The tax demand is a significant blow to Swiggy, which has been rapidly expanding its operations across India. The company has been facing increasing competition in the food delivery space, and this tax demand may put a dent in its financial performance. However, experts suggest that the case may set a crucial precedent for how cancellation fees are taxed in the evolving digital economy.
Swiggy’s cancellation fees are a crucial component of its business model. The company charges merchants a certain percentage of the order value as a cancellation fee when a customer cancels an order. This fee is typically deducted from the merchant’s earnings. However, the I-T department has alleged that Swiggy has been misusing these cancellation fees and not paying the correct amount of taxes on them.
The tax demand is based on the I-T department’s assessment that Swiggy has failed to comply with the provisions of the Income-tax Act, 1961. The department has alleged that the company has been treating the cancellation fees as a discount or a rebate, rather than as a taxable income. This, according to the I-T department, is in violation of the tax laws and has resulted in a significant underreporting of income.
Swiggy, however, disputes the I-T department’s allegations and claims that the tax demand is based on a misunderstanding of the tax provisions. The company has said that it has complied with all applicable tax laws and has paid the correct amount of taxes on its income. Swiggy has also stated that it will appeal the tax demand and seek a resolution through the appropriate legal channels.
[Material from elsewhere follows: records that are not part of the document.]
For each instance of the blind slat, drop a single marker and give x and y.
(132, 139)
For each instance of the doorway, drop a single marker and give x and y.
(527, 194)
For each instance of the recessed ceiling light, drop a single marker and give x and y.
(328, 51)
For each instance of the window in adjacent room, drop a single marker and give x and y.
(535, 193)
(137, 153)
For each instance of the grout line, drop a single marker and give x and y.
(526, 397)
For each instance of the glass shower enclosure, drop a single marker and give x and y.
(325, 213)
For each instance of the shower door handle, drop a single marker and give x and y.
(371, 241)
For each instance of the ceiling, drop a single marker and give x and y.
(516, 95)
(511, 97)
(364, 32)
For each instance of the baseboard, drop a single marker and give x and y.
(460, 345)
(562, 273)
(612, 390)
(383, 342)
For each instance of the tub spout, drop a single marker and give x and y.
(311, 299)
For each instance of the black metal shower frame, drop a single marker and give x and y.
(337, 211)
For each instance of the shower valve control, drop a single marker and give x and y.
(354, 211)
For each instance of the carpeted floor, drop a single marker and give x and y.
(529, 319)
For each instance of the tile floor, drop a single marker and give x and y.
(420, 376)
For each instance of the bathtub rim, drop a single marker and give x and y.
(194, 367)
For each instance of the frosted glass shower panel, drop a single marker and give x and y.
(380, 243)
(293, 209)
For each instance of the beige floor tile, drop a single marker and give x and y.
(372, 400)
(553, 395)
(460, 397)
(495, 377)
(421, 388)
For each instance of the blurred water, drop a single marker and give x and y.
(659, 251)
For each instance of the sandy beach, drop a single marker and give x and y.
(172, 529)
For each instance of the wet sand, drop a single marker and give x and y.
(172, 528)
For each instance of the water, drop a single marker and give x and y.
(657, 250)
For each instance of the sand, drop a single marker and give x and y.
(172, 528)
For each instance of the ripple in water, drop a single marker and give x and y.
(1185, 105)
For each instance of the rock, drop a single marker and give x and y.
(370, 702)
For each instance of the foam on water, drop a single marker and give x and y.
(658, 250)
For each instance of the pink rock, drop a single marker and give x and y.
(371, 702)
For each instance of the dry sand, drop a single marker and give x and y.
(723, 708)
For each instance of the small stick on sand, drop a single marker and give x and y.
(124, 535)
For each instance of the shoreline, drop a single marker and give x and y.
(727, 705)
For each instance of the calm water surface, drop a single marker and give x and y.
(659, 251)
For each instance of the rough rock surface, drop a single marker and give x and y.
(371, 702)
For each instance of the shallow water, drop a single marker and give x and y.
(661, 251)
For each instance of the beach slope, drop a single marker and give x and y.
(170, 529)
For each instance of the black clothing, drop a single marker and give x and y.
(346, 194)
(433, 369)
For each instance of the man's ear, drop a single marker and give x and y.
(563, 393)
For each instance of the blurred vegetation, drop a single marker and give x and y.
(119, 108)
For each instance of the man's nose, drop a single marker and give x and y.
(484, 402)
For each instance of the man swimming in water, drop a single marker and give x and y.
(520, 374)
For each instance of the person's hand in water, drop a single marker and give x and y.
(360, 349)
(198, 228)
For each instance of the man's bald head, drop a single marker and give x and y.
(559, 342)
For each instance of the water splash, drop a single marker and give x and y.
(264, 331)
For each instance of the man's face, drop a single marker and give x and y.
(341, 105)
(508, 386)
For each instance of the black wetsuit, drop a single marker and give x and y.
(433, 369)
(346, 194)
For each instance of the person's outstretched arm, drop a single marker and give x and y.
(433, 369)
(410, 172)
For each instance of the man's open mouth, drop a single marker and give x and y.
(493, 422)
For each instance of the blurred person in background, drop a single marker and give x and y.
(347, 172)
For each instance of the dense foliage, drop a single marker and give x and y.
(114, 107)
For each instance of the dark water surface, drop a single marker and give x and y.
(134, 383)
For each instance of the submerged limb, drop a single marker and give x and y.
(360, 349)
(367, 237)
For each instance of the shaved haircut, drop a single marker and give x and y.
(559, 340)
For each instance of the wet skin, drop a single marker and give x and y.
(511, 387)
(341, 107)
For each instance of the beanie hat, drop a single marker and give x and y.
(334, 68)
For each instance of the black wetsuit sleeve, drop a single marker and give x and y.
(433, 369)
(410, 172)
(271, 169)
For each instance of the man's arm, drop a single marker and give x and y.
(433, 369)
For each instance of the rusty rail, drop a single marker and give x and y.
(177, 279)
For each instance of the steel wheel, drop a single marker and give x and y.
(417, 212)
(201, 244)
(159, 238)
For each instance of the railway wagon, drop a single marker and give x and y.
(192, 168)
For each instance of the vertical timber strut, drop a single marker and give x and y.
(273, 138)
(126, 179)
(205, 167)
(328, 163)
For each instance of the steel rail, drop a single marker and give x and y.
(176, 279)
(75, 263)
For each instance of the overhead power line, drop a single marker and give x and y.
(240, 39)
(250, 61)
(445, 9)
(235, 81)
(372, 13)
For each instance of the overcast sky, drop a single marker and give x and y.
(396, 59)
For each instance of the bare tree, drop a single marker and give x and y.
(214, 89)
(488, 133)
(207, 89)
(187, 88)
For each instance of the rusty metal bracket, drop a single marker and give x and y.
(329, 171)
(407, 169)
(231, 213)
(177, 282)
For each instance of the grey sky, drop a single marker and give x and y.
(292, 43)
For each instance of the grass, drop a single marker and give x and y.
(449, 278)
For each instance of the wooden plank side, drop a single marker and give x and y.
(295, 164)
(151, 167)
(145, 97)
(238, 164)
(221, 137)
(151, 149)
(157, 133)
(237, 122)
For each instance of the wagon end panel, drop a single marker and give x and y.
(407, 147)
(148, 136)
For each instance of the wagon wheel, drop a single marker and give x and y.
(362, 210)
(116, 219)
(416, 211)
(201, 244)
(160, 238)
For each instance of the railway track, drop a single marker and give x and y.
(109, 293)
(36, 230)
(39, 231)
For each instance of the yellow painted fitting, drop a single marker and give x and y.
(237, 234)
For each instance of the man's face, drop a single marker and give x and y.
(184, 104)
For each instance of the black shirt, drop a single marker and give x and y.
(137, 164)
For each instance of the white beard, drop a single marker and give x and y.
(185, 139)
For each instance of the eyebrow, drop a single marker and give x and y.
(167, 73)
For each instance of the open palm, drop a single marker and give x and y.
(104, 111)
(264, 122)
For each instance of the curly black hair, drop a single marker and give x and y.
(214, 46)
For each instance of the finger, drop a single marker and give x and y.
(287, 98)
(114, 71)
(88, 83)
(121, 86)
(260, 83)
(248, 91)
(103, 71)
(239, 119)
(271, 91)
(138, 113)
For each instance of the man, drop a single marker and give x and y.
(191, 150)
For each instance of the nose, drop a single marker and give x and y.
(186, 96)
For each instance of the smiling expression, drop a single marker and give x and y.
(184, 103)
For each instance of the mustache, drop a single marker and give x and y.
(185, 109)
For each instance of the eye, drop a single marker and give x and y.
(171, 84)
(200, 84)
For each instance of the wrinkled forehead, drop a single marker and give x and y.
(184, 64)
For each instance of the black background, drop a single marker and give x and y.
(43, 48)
The case may have far-reaching implications for the food delivery industry in India. If Swiggy is found to have violated tax laws, it could set a precedent for other companies in the industry to re-examine their tax compliances. The I-T department’s move to scrutinize cancellation fees paid by Swiggy may also lead to a re-evaluation of tax policies in the digital economy.
In recent years, the I-T department has been cracking down on tax evasion in the digital space. The department has launched several investigations into alleged tax violations by e-commerce companies, including Swiggy’s rival, Zomato. The Swiggy case may be seen as a significant development in this context, as it highlights the I-T department’s willingness to take action against companies that fail to comply with tax laws.
Experts say that the case may also lead to a re-examination of tax policies in the digital economy. The Indian government has been under pressure to simplify tax laws and reduce the compliance burden on taxpayers. The Swiggy case may provide an opportunity for the government to review its tax policies and ensure that they are fair and equitable for all taxpayers.
In conclusion, the ₹158 crore tax demand against Swiggy is a significant development in the Indian food delivery space. While Swiggy disputes the allegations and claims that the demand is based on a misunderstanding of tax provisions, the I-T department’s move to scrutinize cancellation fees paid by the company may have far-reaching implications for the industry. The case may set a precedent for how cancellation fees are taxed in the evolving digital economy, and could lead to a re-evaluation of tax policies in India.